Image data sits in an inline_data block with mime_type and data fields. The overall structure uses contents (not messages) with parts (not content). The nesting is the most common source of 400 errors with Gemini.
GEMINI_KEY = os.environ.get("GEMINI_API_KEY")
def ask_gemini_vision(image_path, prompt):
"""Send an image + text to Gemini. Return the response."""
img_b64, mime = encode_file_to_base64(image_path)
url = (
"https://generativelanguage.googleapis.com/v1beta/"
f"models/gemini-2.5-flash:generateContent?key={GEMINI_KEY}"
)
payload = {
"contents": [{
"parts": [
{"inline_data": {"mime_type": mime, "data": img_b64}},
{"text": prompt}
]
}]
}
resp = requests.post(url, json=payload)
resp.raise_for_status()
return resp.json()["candidates"][0]["content"]["parts"][0]["text"]

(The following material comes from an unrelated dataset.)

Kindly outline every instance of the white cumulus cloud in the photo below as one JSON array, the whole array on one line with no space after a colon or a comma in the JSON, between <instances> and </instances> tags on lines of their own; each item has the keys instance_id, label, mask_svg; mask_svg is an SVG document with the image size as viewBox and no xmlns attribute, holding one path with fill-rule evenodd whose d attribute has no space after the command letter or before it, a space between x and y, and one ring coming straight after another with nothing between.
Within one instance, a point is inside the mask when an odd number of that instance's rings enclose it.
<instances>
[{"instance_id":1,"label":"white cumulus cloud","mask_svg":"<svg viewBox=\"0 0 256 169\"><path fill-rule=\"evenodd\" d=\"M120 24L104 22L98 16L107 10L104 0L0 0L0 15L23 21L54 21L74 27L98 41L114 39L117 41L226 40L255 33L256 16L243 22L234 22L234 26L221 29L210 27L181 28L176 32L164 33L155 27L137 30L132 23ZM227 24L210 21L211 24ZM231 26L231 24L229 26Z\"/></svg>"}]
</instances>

result = ask_gemini_vision(
"test_photo.jpg",
"Describe this image in one sentence. Classify it as: "
"photo, chart, diagram, screenshot, document, or receipt."
)
print(result)
Three providers, three JSON formats, three response paths. But the core idea is identical every time.
Comparing Vision Capabilities Across Providers
Before we dive into real tasks, here’s a quick-reference table. The payload formats are different, but the pattern is always the same: base64 image + text prompt in, text response out.
| Element | OpenAI (GPT-4o) | Anthropic (Claude) | Google (Gemini) |
|---|---|---|---|
| Endpoint | /v1/chat/completions |
/v1/messages |
/v1beta/models/{model}:generateContent |
| Auth | Bearer <key> header |
x-api-key header + version |
?key=<key> query param |
| Image block | image_url.url: "data:...;base64,..." |
image.source: {type: "base64", data: ...} |
inline_data: {mime_type: ..., data: ...} |
| Response path | choices[0].message.content |
content[0].text |
candidates[0].content.parts[0].text |
And here’s how they compare on real tasks:
| Task | Best Provider | Why |
|---|---|---|
| General image description | GPT-4o | Most detailed, natural phrasing |
| Chart/graph data extraction | Claude | Most accurate number reading |
| Receipt/document OCR | Claude | Best structured JSON from documents |
| Audio transcription | Gemini | Only provider with native audio |
| Speed | Gemini Flash | Consistently fastest |
| Cost per image call | Gemini Flash | ~$0.002 per image |
KEY INSIGHT: All three vision APIs use the same pattern: base64-encoded image bytes inside a JSON message alongside text. The difference is just field names and nesting. Once you understand one, the others take 10 minutes to adapt.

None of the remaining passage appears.